Die Ausbildung erfolgt im Beamtenverhältnis auf Widerruf. Während des Vorbereitungsdienstes werden Anwärterbezüge gewährt.

Nach erfolgreich abgelegter Qualifikationsprüfung und bei Vorliegen der beamtenrechtlichen Voraussetzungen erfolgt die Übernahme als Obersekretärin bzw. als Obersekretär im Justizvollzugsdienst in Besoldungsgruppe A 7.

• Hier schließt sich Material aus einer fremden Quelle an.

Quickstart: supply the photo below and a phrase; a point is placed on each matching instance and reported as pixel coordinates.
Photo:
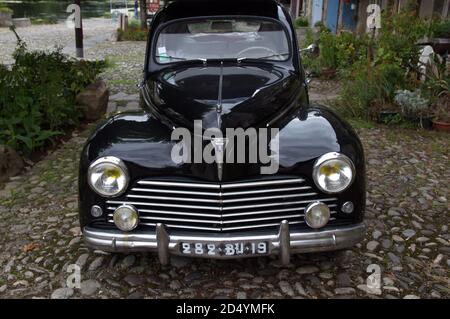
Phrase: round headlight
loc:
(333, 173)
(108, 176)
(317, 215)
(126, 218)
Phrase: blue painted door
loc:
(350, 14)
(332, 15)
(316, 11)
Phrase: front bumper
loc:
(283, 243)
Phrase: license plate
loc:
(224, 249)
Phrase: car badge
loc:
(219, 145)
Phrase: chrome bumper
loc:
(283, 243)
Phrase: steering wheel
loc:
(270, 51)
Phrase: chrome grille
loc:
(222, 207)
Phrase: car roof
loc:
(178, 9)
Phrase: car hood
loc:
(221, 96)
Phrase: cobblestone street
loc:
(407, 224)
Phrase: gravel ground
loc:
(47, 37)
(407, 220)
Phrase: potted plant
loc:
(5, 16)
(440, 33)
(301, 26)
(441, 120)
(414, 107)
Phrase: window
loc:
(218, 39)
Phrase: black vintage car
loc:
(217, 66)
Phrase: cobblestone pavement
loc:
(407, 220)
(47, 37)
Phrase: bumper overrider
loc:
(283, 243)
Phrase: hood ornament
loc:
(220, 145)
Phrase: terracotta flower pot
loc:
(441, 126)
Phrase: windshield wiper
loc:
(263, 57)
(204, 61)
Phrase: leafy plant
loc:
(442, 112)
(5, 9)
(37, 96)
(381, 66)
(441, 29)
(301, 22)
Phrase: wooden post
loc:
(143, 8)
(125, 23)
(79, 33)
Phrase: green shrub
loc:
(301, 22)
(5, 9)
(37, 97)
(381, 66)
(441, 29)
(133, 33)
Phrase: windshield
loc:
(230, 38)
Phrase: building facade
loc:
(351, 15)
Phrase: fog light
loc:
(96, 211)
(126, 218)
(348, 207)
(317, 215)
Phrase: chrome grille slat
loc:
(178, 184)
(266, 205)
(170, 191)
(214, 201)
(238, 200)
(192, 205)
(264, 183)
(165, 205)
(165, 212)
(262, 191)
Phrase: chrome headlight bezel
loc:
(326, 158)
(114, 162)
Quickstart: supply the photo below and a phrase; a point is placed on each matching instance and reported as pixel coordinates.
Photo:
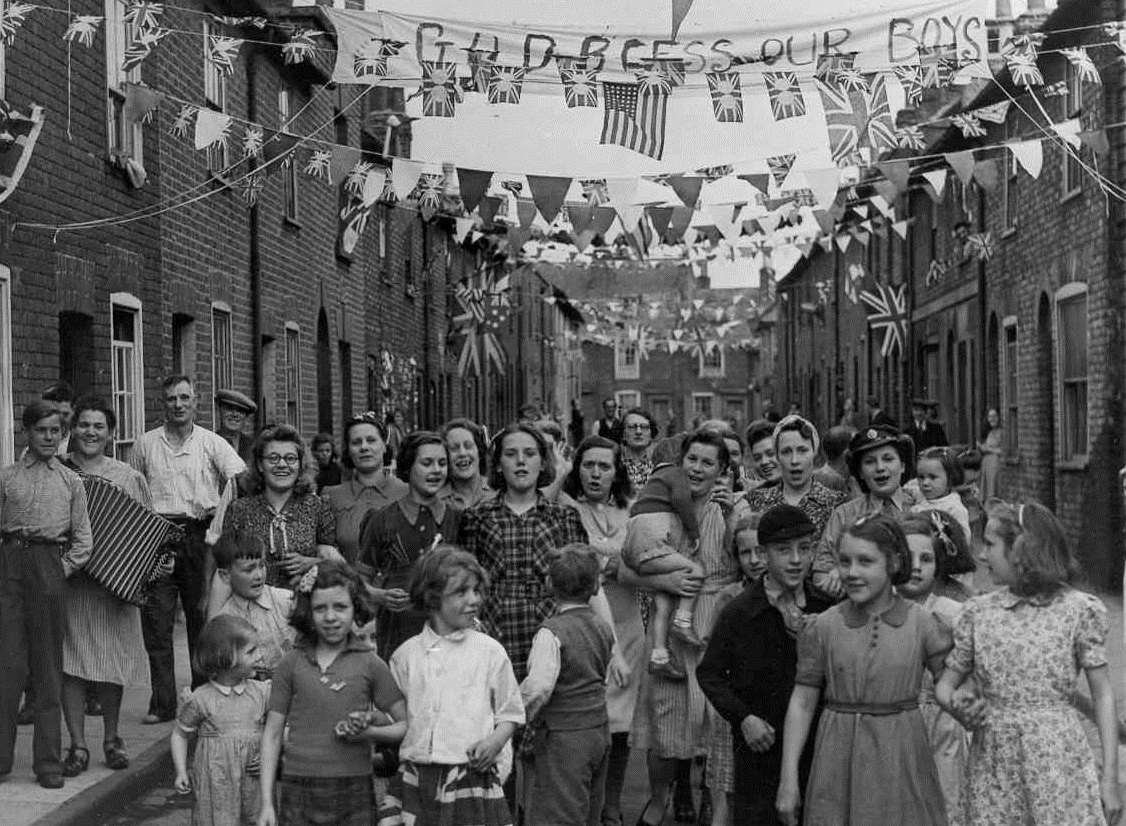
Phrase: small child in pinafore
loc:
(564, 696)
(463, 705)
(225, 716)
(661, 533)
(1025, 644)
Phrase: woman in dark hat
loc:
(879, 458)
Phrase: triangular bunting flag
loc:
(937, 181)
(548, 192)
(660, 216)
(525, 212)
(1029, 154)
(211, 127)
(473, 183)
(488, 208)
(962, 163)
(404, 174)
(687, 188)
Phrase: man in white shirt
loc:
(188, 469)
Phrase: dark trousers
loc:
(158, 617)
(569, 778)
(33, 590)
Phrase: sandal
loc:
(78, 761)
(116, 757)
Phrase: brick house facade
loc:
(253, 298)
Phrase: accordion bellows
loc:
(127, 539)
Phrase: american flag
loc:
(890, 314)
(634, 117)
(858, 119)
(580, 81)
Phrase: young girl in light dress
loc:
(225, 717)
(872, 762)
(463, 705)
(1025, 644)
(936, 540)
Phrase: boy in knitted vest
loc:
(564, 696)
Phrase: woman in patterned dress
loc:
(295, 524)
(103, 645)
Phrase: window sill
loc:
(1075, 465)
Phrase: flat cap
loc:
(235, 400)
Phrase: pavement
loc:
(101, 796)
(89, 798)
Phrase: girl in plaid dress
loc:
(512, 536)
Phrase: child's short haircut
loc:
(220, 643)
(952, 551)
(946, 457)
(230, 548)
(887, 536)
(1036, 545)
(434, 572)
(330, 573)
(667, 451)
(574, 572)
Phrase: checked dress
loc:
(514, 549)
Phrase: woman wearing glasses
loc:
(369, 488)
(295, 524)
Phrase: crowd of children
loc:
(906, 701)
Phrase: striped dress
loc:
(103, 642)
(673, 717)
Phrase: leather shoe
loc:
(52, 780)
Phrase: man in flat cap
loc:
(925, 431)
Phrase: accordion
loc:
(128, 539)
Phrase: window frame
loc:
(1069, 455)
(289, 179)
(7, 409)
(1009, 358)
(293, 374)
(221, 312)
(705, 370)
(216, 96)
(123, 141)
(624, 369)
(124, 436)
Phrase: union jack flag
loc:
(890, 314)
(858, 119)
(505, 84)
(439, 89)
(726, 97)
(579, 80)
(634, 116)
(785, 95)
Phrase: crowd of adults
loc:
(393, 494)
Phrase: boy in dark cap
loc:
(748, 670)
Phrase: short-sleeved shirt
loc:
(313, 701)
(46, 501)
(351, 502)
(185, 481)
(304, 521)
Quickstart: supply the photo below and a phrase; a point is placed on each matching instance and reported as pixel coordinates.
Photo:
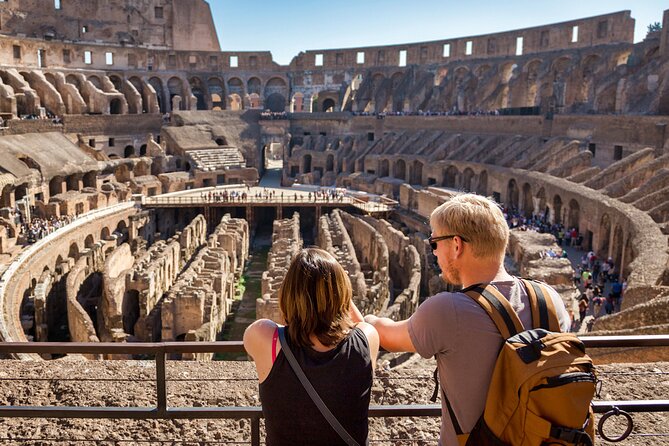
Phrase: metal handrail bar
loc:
(238, 346)
(254, 414)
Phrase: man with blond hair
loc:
(469, 238)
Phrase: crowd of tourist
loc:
(38, 228)
(235, 196)
(454, 112)
(601, 287)
(271, 116)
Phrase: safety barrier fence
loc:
(384, 205)
(161, 411)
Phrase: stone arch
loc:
(197, 89)
(467, 177)
(604, 235)
(141, 169)
(513, 195)
(254, 85)
(482, 187)
(541, 198)
(328, 105)
(574, 214)
(73, 252)
(56, 185)
(527, 204)
(236, 86)
(163, 103)
(417, 172)
(384, 168)
(399, 170)
(617, 246)
(175, 87)
(74, 80)
(254, 101)
(297, 103)
(557, 209)
(216, 90)
(532, 70)
(450, 177)
(116, 106)
(95, 80)
(275, 102)
(306, 163)
(116, 81)
(235, 102)
(122, 231)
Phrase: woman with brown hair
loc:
(333, 346)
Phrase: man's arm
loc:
(394, 336)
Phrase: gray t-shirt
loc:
(466, 343)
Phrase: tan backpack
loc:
(543, 381)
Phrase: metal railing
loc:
(160, 352)
(385, 205)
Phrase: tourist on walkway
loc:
(469, 239)
(333, 346)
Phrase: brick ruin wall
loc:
(286, 243)
(371, 251)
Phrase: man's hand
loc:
(394, 336)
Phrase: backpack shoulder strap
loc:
(544, 314)
(498, 308)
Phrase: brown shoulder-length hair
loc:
(315, 297)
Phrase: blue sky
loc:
(287, 27)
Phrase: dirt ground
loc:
(233, 383)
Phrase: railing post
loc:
(255, 431)
(161, 386)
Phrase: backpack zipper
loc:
(566, 378)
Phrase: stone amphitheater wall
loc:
(404, 270)
(371, 250)
(118, 262)
(286, 242)
(47, 254)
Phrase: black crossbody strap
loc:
(312, 392)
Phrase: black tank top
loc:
(343, 379)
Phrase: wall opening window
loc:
(403, 58)
(617, 153)
(41, 58)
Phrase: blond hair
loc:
(479, 220)
(315, 298)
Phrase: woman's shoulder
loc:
(260, 329)
(370, 333)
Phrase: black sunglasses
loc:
(433, 240)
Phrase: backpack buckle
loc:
(531, 352)
(572, 436)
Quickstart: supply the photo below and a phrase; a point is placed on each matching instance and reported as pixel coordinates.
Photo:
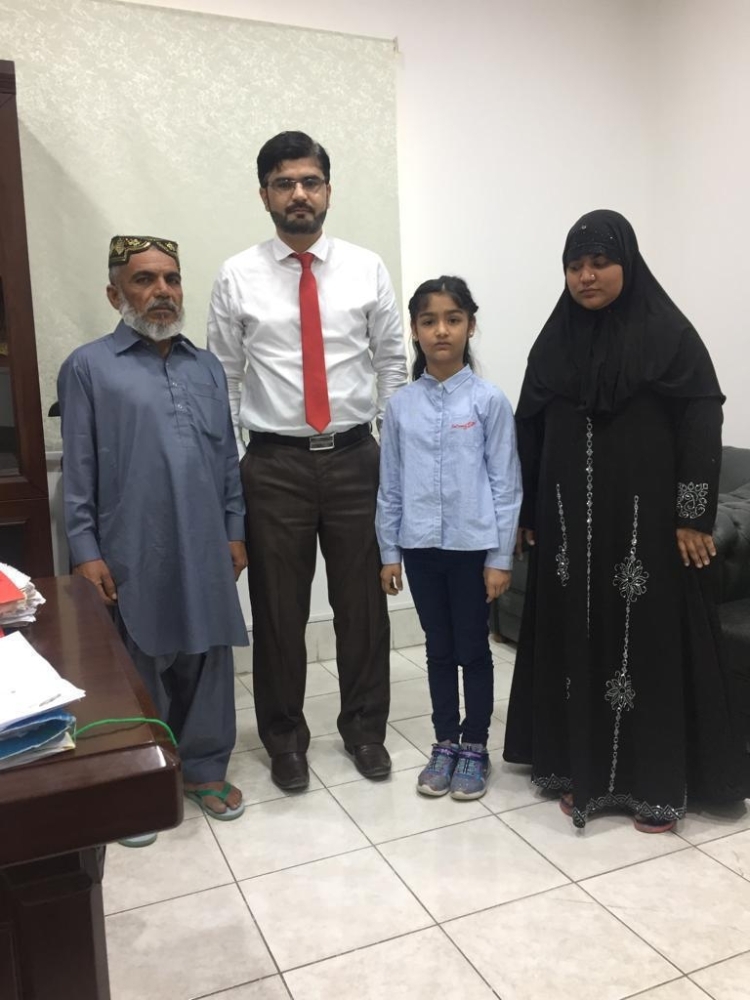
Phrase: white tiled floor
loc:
(355, 890)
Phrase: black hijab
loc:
(601, 358)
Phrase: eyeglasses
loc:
(285, 185)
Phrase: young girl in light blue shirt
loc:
(450, 493)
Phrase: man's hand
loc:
(390, 578)
(97, 571)
(238, 553)
(524, 535)
(496, 582)
(695, 547)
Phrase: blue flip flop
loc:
(197, 795)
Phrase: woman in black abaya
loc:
(618, 700)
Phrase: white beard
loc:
(153, 331)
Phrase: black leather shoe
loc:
(289, 771)
(371, 759)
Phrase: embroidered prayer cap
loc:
(122, 248)
(602, 232)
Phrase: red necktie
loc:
(317, 409)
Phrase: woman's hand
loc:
(695, 547)
(524, 535)
(390, 579)
(496, 582)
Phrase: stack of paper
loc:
(32, 693)
(19, 598)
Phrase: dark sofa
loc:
(731, 536)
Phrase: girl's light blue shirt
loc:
(449, 471)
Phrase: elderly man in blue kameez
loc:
(153, 508)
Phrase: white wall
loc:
(514, 118)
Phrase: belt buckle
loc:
(321, 442)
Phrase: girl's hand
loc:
(695, 547)
(524, 535)
(390, 578)
(496, 582)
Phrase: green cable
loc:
(137, 718)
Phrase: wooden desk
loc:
(55, 814)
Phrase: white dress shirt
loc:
(254, 330)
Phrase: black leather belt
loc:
(318, 442)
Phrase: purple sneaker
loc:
(435, 779)
(469, 779)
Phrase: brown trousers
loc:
(294, 498)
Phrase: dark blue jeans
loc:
(451, 601)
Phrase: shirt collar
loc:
(125, 337)
(452, 383)
(282, 250)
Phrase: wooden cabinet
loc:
(25, 540)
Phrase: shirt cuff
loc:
(83, 548)
(497, 560)
(235, 527)
(390, 556)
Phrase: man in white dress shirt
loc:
(308, 478)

Abhängig von den dienstlichen Leistungen und den zur Verfügung stehenden Stellen sind Beförderungen möglich

  • zur Hauptsekretärin/Hauptsekretär i. JVD in Besoldungsgruppe A 8,
  • zur Amtsinspektorin/Amtsinspektor i. JVD in Besoldungsgruppe A 9,
  • zur Amtsinspektorin/Amtsinspektor i. JVD mit Zulage in Besoldungsgruppe A 9 mit Zulage.

Besonders befähigte Beamte auf herausragenden, verantwortungsvollen
Dienstposten können zum Aufstieg in die 3. Qualifikationsebene (früher:
Laufbahn des gehobenen allgemeinen Vollzugsdienstes) zugelassen und bis
zur Amtfrau bzw. zum Amtmann (Besoldungsgruppe A 11) befördert werden.